The governments of the United States and Lao PDR presented a Multilateral Wildlife Trafficking Workshop in Vientiane from May 6-8.

The governments of the United States and Lao PDR presented a Multilateral Wildlife Trafficking Workshop in Vientiane from May 6-8. The Workshop included investigators and prosecutors from Indonesia, Lao PDR, Malaysia, Thailand, and Vietnam. Ambassador Daniel A. Clune of the U.S. Embassy in Vientiane and Director General Khamphout Phandanouvong of the Lao Department of Forest Inspection opened the Workshop on May 6.

In his opening remarks, Ambassador Clune highlighted the importance of the participants’ work. “Wildlife trafficking is a serious concern, with illicit proceeds estimated at $8-10 billion annually.”
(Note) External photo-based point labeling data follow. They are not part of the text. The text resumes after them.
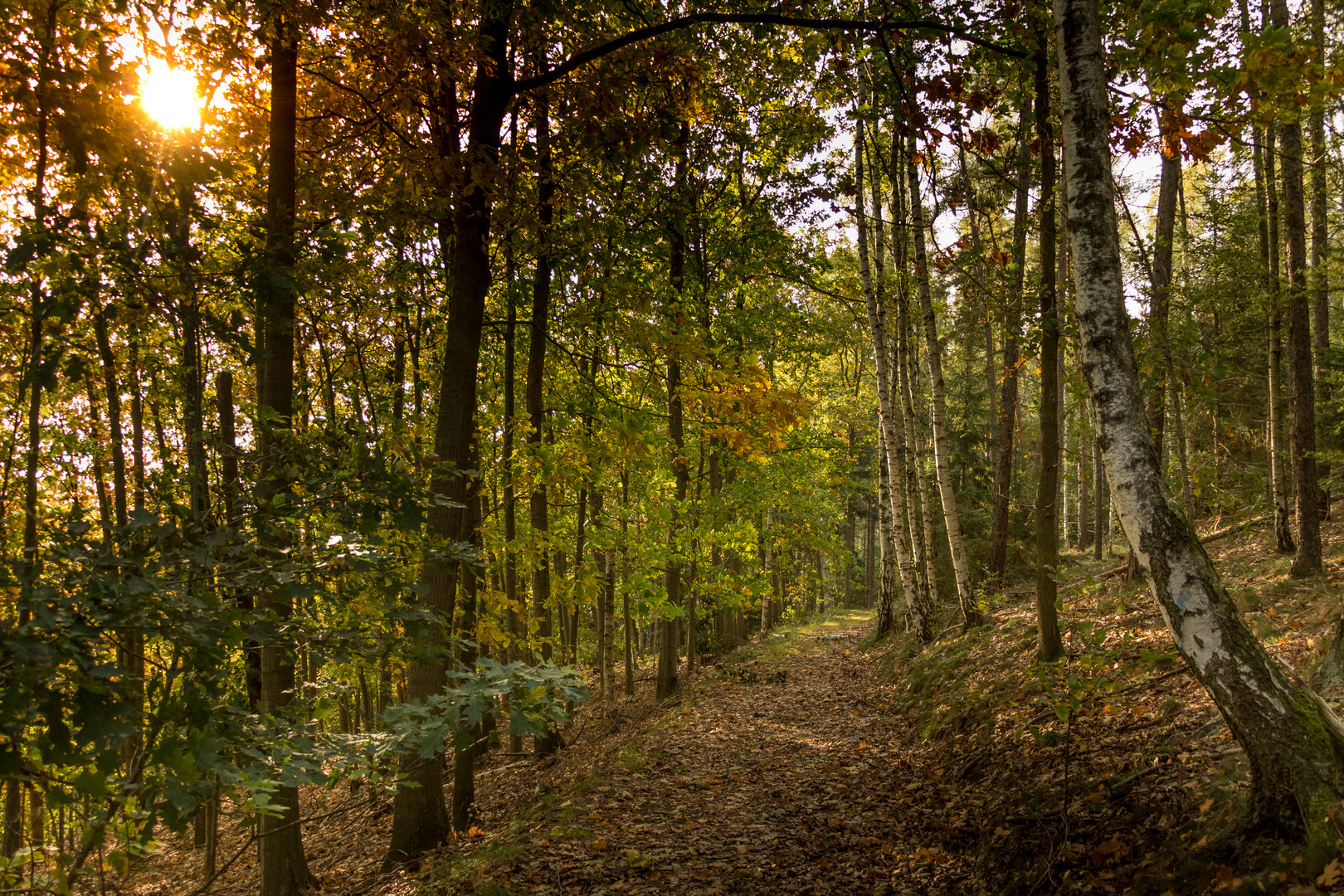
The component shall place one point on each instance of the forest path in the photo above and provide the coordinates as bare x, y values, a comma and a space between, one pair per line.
774, 774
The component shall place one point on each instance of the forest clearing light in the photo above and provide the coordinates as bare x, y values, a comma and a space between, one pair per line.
169, 95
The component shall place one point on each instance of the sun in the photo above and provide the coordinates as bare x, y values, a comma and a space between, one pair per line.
169, 95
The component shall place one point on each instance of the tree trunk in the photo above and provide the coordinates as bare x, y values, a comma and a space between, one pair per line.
229, 492
1293, 742
626, 597
284, 868
464, 748
1008, 398
933, 349
1047, 488
420, 817
1083, 479
1101, 492
539, 508
1269, 253
516, 625
668, 655
1307, 562
894, 450
1320, 250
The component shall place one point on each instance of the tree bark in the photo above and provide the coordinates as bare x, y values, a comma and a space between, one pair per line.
933, 353
284, 868
1307, 562
1047, 488
1293, 742
671, 627
1320, 254
1012, 325
464, 748
894, 449
420, 817
538, 505
1266, 188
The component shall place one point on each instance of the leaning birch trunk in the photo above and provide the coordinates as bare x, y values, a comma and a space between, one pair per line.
933, 351
894, 444
917, 484
1293, 742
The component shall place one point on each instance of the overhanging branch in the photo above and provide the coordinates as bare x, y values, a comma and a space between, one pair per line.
608, 47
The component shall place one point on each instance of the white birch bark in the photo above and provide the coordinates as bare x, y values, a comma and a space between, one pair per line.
933, 351
1293, 742
891, 438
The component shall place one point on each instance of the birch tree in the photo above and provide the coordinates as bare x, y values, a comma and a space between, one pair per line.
1294, 743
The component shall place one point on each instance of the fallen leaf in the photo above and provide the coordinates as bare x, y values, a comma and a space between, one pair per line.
1332, 874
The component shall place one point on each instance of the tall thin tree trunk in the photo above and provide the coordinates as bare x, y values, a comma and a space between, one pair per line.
933, 351
1047, 489
668, 655
893, 440
420, 817
1008, 398
1320, 256
1305, 500
284, 868
1266, 186
464, 747
539, 507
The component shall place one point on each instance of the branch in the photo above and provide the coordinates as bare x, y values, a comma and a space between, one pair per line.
608, 47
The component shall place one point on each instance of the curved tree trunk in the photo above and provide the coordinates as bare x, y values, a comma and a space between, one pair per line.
933, 351
1293, 742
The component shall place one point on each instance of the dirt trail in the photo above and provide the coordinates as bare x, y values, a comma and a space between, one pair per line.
757, 782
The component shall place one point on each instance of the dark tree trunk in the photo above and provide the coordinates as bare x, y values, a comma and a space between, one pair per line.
668, 655
1320, 251
1008, 398
1047, 488
538, 505
464, 748
1307, 562
420, 817
229, 492
284, 869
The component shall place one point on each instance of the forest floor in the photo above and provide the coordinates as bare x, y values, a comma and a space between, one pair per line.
819, 762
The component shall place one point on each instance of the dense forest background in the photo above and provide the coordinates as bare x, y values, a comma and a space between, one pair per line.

“Increasingly, wildlife trafficking is intertwined with other illicit activities that undermine national security and economic prosperity. Combating wildlife trafficking requires collaborative actions and cooperation.”

The Laos Wildlife Trafficking Workshop is the third in a series of regional wildlife trafficking law enforcement workshops supported by the United States Department of State’s Bureau of International Narcotics and Law Enforcement Affairs (INL).

The first workshop was held in Bogor, Indonesia in May 2014; the second was held in Hanoi in November 2014. The workshops provide an opportunity for officials from participating countries to discuss policy, information sharing, and enforcement issues.

Ultimately, the workshop offers participants an opportunity to improve regional cooperation to combat wildlife trafficking and other illicit activities of transnational criminal organizations.

These workshops are just one aspect of the strengthened commitment of the United States to support efforts to stop wildlife trafficking and protect endangered species around the world. In July 2013, President Obama signed an executive order that resulted in the first U.S. National Strategy for Combating Wildlife Trafficking. The strategy incorporates the efforts of over 17 U.S. government agencies and sets three strategic priorities: strengthening enforcement, reducing demand, and building international cooperation.

“We’re proud to be able to work together with our Lao partners on endeavors such as these,” said Noah Geesaman, Acting Director for the INL Section at the U.S. Embassy.

“The Department of Forest Inspection has been extremely supportive,” he said. We hope that all of the participants will be able to use this three-day workshop to build a stronger network of partnerships across Southeast Asia, and that our nations can continue to work together against wildlife traffickers and transnational crime.”